Tetra­hydro­berberine, a pharmacologically active naturally occurring alkaloid

Subramanya Pingali; James P Donahue; Florastina Payton-Stewart

doi:10.1107/S2053229615004076

. 2015 Mar 10;71(Pt 4):262–265. doi: 10.1107/S2053229615004076

Tetrahydroberberine, a pharmacologically active naturally occurring alkaloid

Subramanya Pingali ^a, James P Donahue ^b, Florastina Payton-Stewart ^a,^*

PMCID: PMC4722501 PMID: 25836282

The crystal structure of racemic tetrahydroberberine, a pharmacologically active alkaloid, shows intermolecular 1,3-benzodioxole –CH₂⋯OCH₃ and –OCH₃⋯OCH₃ interactions.

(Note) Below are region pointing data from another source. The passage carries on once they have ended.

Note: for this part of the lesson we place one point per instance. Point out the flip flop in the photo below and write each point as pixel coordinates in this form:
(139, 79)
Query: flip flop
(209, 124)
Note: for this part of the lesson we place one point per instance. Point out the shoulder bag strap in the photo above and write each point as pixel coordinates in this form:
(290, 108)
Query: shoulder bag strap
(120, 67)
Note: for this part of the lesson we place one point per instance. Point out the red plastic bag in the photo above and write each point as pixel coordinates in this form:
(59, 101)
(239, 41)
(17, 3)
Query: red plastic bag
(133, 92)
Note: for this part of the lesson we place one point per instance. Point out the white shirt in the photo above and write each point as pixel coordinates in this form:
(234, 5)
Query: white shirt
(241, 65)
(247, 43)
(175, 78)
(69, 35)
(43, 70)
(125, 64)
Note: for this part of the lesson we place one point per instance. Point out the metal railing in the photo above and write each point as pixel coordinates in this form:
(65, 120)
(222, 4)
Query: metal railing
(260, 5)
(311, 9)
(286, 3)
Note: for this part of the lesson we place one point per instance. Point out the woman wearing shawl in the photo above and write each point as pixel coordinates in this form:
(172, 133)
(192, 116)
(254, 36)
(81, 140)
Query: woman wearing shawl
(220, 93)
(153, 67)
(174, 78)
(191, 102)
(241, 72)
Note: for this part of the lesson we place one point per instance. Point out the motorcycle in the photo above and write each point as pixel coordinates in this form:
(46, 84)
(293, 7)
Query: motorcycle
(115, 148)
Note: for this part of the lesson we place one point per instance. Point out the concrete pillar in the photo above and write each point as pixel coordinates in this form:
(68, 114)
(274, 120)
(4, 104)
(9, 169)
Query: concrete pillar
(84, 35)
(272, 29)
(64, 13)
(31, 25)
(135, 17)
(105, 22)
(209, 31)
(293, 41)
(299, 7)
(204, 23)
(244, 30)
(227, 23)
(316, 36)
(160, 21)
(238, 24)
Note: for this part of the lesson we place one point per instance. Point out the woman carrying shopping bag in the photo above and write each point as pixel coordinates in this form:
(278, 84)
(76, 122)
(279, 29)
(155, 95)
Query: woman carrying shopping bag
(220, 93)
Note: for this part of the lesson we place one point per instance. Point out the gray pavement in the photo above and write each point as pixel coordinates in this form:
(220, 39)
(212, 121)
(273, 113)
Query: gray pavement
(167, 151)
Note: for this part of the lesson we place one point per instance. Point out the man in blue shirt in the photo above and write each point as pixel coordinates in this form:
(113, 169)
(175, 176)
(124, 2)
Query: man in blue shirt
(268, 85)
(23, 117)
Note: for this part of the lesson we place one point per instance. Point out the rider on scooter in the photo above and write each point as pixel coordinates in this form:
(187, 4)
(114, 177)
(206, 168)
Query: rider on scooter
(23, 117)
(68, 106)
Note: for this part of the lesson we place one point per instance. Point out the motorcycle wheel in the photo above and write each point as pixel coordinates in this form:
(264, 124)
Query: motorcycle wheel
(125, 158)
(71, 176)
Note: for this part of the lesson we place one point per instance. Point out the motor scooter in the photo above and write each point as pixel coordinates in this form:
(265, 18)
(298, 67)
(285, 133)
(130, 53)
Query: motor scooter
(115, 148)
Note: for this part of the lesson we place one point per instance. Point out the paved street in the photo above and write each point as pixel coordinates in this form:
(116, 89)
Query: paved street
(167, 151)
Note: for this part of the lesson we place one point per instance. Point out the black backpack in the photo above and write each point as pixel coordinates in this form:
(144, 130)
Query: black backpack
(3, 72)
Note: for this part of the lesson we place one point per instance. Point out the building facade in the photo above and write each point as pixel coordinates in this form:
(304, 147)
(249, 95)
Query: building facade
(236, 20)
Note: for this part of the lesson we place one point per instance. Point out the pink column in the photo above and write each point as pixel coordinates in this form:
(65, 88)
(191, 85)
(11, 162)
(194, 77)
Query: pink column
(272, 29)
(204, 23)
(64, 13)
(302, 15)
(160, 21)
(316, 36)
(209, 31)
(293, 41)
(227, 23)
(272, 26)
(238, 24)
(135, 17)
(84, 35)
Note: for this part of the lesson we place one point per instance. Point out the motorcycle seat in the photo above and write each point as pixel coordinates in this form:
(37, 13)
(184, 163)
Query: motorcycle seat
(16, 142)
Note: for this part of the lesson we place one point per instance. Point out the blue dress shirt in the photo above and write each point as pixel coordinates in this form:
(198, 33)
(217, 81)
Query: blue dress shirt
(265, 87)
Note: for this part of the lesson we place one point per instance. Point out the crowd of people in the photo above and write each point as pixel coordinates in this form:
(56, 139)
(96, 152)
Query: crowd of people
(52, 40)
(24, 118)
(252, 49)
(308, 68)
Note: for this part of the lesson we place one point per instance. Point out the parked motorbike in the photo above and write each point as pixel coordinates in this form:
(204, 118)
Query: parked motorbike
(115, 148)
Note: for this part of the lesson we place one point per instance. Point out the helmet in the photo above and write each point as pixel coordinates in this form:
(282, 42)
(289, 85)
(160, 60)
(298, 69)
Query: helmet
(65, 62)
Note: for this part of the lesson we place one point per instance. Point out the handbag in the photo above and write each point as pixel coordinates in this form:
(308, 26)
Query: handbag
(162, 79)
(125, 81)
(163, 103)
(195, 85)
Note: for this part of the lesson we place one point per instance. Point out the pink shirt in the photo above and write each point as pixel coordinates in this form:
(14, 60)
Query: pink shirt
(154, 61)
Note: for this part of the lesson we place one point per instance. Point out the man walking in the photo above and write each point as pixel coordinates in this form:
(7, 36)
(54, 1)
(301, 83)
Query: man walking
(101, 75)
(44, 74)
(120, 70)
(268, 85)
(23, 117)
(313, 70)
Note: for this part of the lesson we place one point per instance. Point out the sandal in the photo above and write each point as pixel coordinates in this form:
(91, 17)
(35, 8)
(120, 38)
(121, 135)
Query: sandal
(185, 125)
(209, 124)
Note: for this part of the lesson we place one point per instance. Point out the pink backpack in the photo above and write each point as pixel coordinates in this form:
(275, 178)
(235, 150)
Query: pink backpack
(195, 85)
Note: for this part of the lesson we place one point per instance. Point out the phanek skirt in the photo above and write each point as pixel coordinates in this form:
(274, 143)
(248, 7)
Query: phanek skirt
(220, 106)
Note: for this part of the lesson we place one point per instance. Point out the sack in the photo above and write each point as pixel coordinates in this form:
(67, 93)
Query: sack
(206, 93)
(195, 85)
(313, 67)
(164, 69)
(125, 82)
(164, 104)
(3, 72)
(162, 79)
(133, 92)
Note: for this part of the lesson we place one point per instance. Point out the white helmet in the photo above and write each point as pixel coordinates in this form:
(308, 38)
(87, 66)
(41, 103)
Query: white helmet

Keywords: tetrahydroberberine, canadine, berberine derivative, alkaloid, crystal structure, biological activity, C—H⋯O hydrogen bonding, quinolizidine core

Abstract

Tetrahydroberberine (systematic name: 9,10-dimethoxy-5,8,13,13a-tetrahydro-6H-benzo[g][1,3]benzodioxolo[5,6-a]quinolizine), C₂₀H₂₁NO₄, a widely distributed naturally occurring alkaloid, has been crystallized as a racemic mixture about an inversion center. A bent conformation of the molecule is observed, with an angle of 24.72 (5)° between the arene rings at the two ends of the reduced quinolizinium core. The intermolecular hydrogen bonds that play an apparent role in crystal packing are 1,3-benzodioxole –CH₂⋯OCH₃ and –OCH₃⋯OCH₃ interactions between neighboring molecules.

Introduction

Tetrahydroberberine, also known as canadine and xanthopuccine, is a naturally occurring alkaloid that occurs in widely distributed shrubs, both deciduous and evergreen, of the genus Berberis. Berberine (see Scheme 1), the fully oxidized form of the compound, has long been known to exert a broad variety of potentially useful pharmacological and therapeutic properties, ranging from antimalarial (Ho, 2013 ▸; Bansal & Silakari, 2014 ▸) to anticancer agents (Kaboli et al., 2014 ▸; Anwarul Bashar et al., 2014 ▸; Ortiz et al., 2014 ▸). The understanding of these properties and their application to human medicine continue to be active areas of research. Only more recently has recognition emerged that the fully reduced form of berberine, i.e. tetrahydroberberine, has significant pharmacological activity that differs from the parent berberine. For example, in contrast to the cytotoxic effects of berberine, tetrahydroberberine has been reported to show little cytotoxicity toward several lines of cells, but instead to be effective as an antioxidant (Correché et al., 2008 ▸). Consequently, it holds promise as an anti-inflammatory agent. Other studies have reported biological effects of tetrahydroberberine and its derivatives as a Ca²⁺ channel blocker (Kubota et al., 1994 ▸; Li et al., 1995 ▸, 2002 ▸; Dai et al., 1996 ▸), which enables the induction of vascular muscle relaxation and its use as antihypertension and anti-arrhythmia agents. Tetrahydroberberine has also been observed to block ATP-sensitive K⁺ ion channels that are associated with the pathogenesis of Parkinson’s disease (Wu et al., 2010 ▸), indicating an important neuroprotective role. Still other research has found an inhibitory effect upon platelet aggregation, suggesting an important role in protecting against thrombosis (Bo et al., 1994 ▸).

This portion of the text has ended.